Автобус остановился, вздохнул, выпустил пассажира.

Листопадов осмотрелся. Обшарпанный знак с большой черной буквой А на квадратной жестянке сообщал, что он находится на остановке Концертный Зал «Мелодия». Пыльные городские автобусы и безликие  маршрутки лениво штопали  туман пятничного утра. Листопадов вспомнил, как сорок лет назад стоял на похожей остановке с мамой, держал ее за теплую, пушистую варежку и спросил: «Почему автобус толстопятый?» Мама звонко засмеялась, прижала к себе его голову в серой кроличьей шапке и объяснила, что не толстопятый, а полста пятый, т.е. пятьдесят плюс пять  -  так жители его родного города называли пятьдесят пятый маршрут.

КЗ «Мелодия»… Вот с чего начнется его новая жизнь. «Ты – моя мелодия, я твой преданный Орфей…» Это была любимая песня его жены. Она ушла два года назад. Из жизни, из мира. Прекратилось ее физическое существование, но память ревниво хранила ее любимые привычки – сладкий чай по утрам и обязательно в восемь вечера, ее любимую музыку. Почему-то запомнилось, как по субботам она стелила свежую скатерть на круглый стол, а Листопадов собирал для нее полевые цветы. Он очень любил свою Леночку. И она его. Зачем ей нужно было уходить так рано, почему именно ей? Никто сверху не подумал: а как же он, Листопадов? Как он без нее? Даже больше – как он без себя? Вопросов больше, чем ответов.
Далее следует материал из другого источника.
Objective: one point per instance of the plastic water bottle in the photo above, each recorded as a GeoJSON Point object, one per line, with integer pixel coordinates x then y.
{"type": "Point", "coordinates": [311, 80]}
 Перевесив спортивную сумку с правого плеча на левое,  Листопадов механически двинулся сторону большого дома с колоннами. Подойдя ближе, прочитал: Концертный Зал «Мелодия» и указатель со стрелкой налево с жирными буквами «Касса». Клумбы пестрели разноцветными космеями. Они напомнили ему нежную и скромную Леночку.  Молодежь шумно и весело выносила из здания мебель – стулья с истрепавшейся обивкой, старый фанерный шкаф, трюмо с треснувшим зеркалом, отобразившим мимоходом маленького худого человека в коричневых брюках и джинсовке. Он был чем-то похож на собаку, потерявшую своего хозяина.  Грустно-серые глаза с опущенными вниз уголками выдавали в нем смирение, доброту  и где-то глубоко внутри – надежду, что все будет как прежде, когда хозяин вернется.


- Здравствуйте! – поздоровался Листопадов с парнями,тащившими через дверной проем щербатый рояль.-Подскажите, пожалуйста, как найти директора?
- Что? – Один из парней распрямил спину и потер поясницу.
- Директор сегодня есть? Или кто-нибудь главный? Кого можно найти? Мне по поводу трудоустройства.
- Так его нет сегодня, в отпуске. А заместителя у нас нет в принципе. В кассе только Эльвира. Может, она Вам что подскажет?
- Спасибо, поищу!

Мужчина свернул за угол налево. Открыл скрипучую дверь. Заглянул в квадратное окошечко с деревянным подоконником. Поздоровался, никто не ответил. «Надо подождать», - подумал Листопадов. Стал рассматривать афиши. Трио комиков с не очень смешными шутками, передвижной цирк, неизвестный  аккордеонист и звезда прошлых лет Александр Разумовский, когда-то сводивший с ума тысячи поклонниц. Громко пел о любви, преимущественно несчастной, артистично раздувал ноздри и распускал павлиний хвост после каждого «браво» и «бис». Неужели он ещё гастролирует?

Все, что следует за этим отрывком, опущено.